The situation is calm in Hargeisa and other regions, with the Somaliland government proclaiming neutrality in relation to the situation in the South. Certainly the Islamists fleeing Mogadishu and other cities which the Union of Islamic Courts controlled did not attempt to take refuge in Somaliland believing it unsafe or unable to gain access by land. There will be demonstrations called for by the government to proclaim Somaliland’s independence and sovereignty.
The only significant incident was when Ali Gedi, following the Islamists defeat, declared all the Somali borders (including Somaliland) closed for flights, ships or vehicles by land. There was an immediate response from the Somaliland Minister of Foreign Affairs, Abdillahi M. Dualle, saying that Gedi’s announcement was not relevant to Somalilandsince the latter is a separate state. He further declared that airports and seaports within Somaliland territory were open as normal to all commercial flights and ships. Passenger flights and ships carrying livestock for the Hajj season continued to arrive in Somaliland without interruption. In an interview immediately after Somaliland’s response to closing the Somali borders, Gedi said that the TFG had no intention of attacking or sending forces to Somaliland- a wise move given the relative strength of forces and the fact that Ethiopia remains close to the government in Hargeisa. According to local newspaper Haatuf President Rayale will travel to Ethiopia shortly, although the aim was not stated. Somaliland-Ethiopian relations remain strong. There is constant consultation on issues of border and trade security, and the Ethiopians living in the country were not affected by the war in the South.
The other positive move for Somaliland is that the cold war between it and the autonomous region of Puntland has died down as the focus shifted to the conflict in South and Central Somalia. Puntland and its forces were defending the TFG in the South as well as defending their own territory from the Union of Islamic Courts.

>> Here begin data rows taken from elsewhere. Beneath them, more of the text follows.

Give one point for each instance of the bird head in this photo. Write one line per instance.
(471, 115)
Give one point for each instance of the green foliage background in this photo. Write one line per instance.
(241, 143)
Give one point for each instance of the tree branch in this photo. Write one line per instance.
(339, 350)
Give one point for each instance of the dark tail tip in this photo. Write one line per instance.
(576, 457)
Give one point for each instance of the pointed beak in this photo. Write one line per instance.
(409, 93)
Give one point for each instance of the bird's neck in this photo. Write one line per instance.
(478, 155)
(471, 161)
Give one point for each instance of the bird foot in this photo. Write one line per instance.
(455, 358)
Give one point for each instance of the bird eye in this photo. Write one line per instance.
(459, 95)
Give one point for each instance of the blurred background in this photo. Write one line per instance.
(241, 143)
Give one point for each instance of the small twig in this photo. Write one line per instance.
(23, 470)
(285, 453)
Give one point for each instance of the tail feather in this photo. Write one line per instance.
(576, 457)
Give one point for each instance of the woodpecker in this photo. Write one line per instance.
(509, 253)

Therefore the Puntland militias stationed in Sool region (historically part of Somaliland) facing Somalilandarmed forces have been reduced in numbers.
Whilst the threat from Islamists have receded for Somalilanders, there remain both external and internal problems. Having brought the TFG to power, how will Ethiopiadeal with Somaliland? Will they persuade the TFG to leave Somaliland alone, or persuade Somaliland to dialogue with the TFG in order to mitigate one danger facing them of the tie-up of Somali nationalism to political Islam?

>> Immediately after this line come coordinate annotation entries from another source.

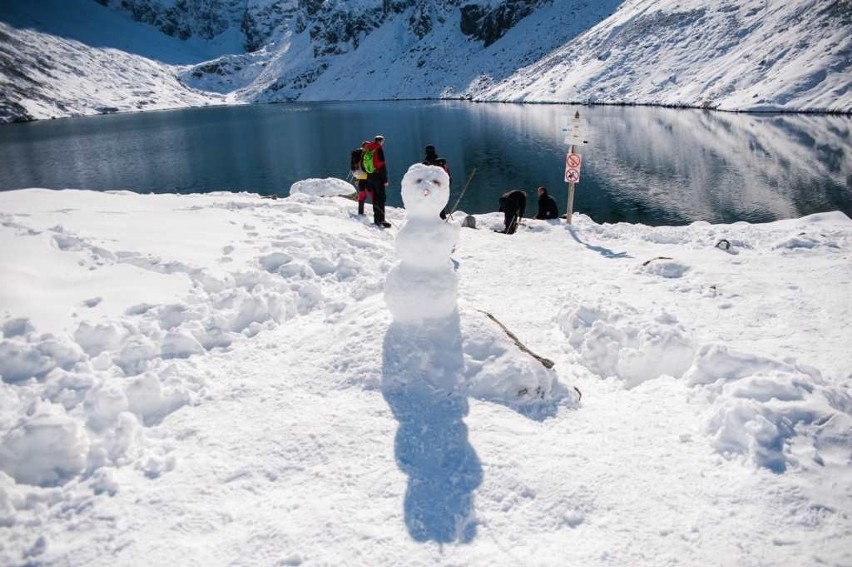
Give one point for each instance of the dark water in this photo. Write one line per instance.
(650, 165)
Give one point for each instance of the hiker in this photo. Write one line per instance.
(512, 205)
(360, 176)
(432, 158)
(377, 178)
(546, 205)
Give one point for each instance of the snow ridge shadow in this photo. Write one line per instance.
(422, 378)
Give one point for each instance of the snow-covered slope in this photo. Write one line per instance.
(731, 55)
(210, 380)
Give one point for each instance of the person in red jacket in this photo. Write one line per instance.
(377, 178)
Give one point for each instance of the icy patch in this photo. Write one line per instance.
(774, 414)
(33, 356)
(329, 187)
(497, 370)
(150, 401)
(616, 340)
(663, 267)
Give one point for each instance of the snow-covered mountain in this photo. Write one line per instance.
(73, 57)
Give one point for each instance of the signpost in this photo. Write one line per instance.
(574, 135)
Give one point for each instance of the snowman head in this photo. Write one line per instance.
(425, 190)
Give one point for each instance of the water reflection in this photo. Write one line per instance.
(649, 165)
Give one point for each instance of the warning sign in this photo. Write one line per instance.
(572, 167)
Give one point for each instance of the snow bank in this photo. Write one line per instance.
(328, 187)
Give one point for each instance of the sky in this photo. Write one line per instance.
(78, 58)
(219, 379)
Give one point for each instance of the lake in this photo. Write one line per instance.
(656, 166)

The recent airstrikes and the ongoing conflict has compounded the suffering of the population in Southern Somalia already experiencing drought and poverty. The existing high degree of uncertainty and instability which for a time the rule of the Islamic Courts did something to abate is now back and whilst it would be unlikely for the Courts to be able to regroup for some time, the possibilities of renewed violent warfare remain high.